In the EU it is not possible to obtain a software patent at all. They claim that with software there are multiple different methods to obtain the same output. Software patenting is a very recent trend. The most famous example is the Amazon.com one-click to buy button. Which, if you don’t know what it is, basically allows you to store an address and a credit card and automatically buy whatever product you’re looking at. Fairly simple right? Well there was a lawsuit against a major competitor, Barnes and Noble about this in ’99. Some how this patent managed to survive the re-review, even though it’s a fairly obvious idea and could be implemented in about a billion different ways. On the billions, I’m not even exaggerating. There would be so many different interactions that could make the actual implementation totally different. These range from database types, information request, how the data is actually stored in the data base. There could be nothing similar between the implementation at all, yet Amazon ones all the methods to do this. In terms of patents this is effectively an amazing patent.

Let’s put this more simply. If software patents had been allowable in the 70’s when software first started to take off we would be living in a different world. BIOS have been owned by IBM until 1990 or so, which would have made manufacturing computers a two horse race between Apple and IBM. Microsoft or Apple could have patented the Operating system, and then the graphic user interface. IT innovation would have been non-existent. Think of this, some one could have patented data sorting. There are a many different ways to sort data in the CS world and all of them would have been covered by a single patent. Then some one could have decided to patented sorting on a multi-core computer (by then sorting as a patent would have expired).
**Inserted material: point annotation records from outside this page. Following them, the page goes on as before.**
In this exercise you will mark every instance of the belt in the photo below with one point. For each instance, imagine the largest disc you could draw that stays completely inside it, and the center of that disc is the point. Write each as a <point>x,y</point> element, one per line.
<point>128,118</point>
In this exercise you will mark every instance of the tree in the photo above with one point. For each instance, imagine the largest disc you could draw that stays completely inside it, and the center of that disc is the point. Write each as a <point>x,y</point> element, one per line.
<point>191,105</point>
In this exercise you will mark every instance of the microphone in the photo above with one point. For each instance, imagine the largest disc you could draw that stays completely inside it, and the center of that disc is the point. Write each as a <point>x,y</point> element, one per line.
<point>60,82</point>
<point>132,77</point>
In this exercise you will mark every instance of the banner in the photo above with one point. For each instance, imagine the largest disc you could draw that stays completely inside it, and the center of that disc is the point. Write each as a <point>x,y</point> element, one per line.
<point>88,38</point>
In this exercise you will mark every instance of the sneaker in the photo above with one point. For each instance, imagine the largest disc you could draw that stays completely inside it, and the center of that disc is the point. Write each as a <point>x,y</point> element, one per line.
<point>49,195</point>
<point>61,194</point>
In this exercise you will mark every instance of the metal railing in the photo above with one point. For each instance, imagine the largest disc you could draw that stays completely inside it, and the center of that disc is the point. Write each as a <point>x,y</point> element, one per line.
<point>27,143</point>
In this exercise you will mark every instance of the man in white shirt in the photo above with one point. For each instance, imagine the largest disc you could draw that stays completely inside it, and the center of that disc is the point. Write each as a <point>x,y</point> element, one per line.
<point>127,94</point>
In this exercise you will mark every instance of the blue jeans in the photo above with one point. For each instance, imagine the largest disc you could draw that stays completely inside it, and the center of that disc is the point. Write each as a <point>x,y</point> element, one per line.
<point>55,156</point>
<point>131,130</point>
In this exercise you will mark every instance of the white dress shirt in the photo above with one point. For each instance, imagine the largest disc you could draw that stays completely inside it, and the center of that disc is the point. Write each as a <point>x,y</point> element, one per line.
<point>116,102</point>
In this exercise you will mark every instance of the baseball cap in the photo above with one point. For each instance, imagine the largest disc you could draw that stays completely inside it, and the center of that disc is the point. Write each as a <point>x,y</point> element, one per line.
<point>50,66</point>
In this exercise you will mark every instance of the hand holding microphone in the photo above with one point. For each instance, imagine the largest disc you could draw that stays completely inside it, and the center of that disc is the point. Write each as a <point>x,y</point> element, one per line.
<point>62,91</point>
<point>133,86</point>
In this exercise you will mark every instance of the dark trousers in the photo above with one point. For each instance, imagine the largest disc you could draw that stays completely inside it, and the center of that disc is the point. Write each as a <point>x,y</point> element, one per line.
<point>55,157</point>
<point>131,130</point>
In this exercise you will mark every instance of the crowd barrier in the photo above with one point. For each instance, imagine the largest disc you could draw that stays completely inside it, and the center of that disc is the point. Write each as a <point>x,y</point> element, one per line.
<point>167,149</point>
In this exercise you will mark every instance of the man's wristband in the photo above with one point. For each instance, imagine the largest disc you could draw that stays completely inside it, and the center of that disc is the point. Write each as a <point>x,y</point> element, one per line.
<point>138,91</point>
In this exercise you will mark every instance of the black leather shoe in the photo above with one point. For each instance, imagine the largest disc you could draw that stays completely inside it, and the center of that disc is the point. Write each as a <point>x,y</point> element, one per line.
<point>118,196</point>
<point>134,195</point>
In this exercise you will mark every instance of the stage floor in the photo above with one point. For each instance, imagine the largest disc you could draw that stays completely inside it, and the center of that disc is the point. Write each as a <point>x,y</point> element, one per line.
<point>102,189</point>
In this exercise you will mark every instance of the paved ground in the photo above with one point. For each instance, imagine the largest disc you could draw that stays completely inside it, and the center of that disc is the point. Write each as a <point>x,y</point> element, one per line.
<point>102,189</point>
Software is more like a mathematical proof than it’s like inventing the computer.

Innovation in the software world has been amazing because it has been something of a free for all. However, there are drawbacks to this lack of IP protection. In the most recent version of iOS, iOS5, Apple has been accused of lifting many of it’s new “innovations” from apps that have been rejected from the app store, or that have been selling in the jailbroke iPhone app store. Here’s the link for the article. How do we deal with cases like this, either Goliath stealing from David or David stealing from Goliath? There needs to be some sort of protection.

Potentially copyright should cover this, or a registered design. Perhaps in the case of the app stores a non-compete agreement should be signed if the app is rejected by Apple. Meaning Apple won’t steal it. However, there is no easy solution. Software design thefts are going to be very difficult to manage and deal with.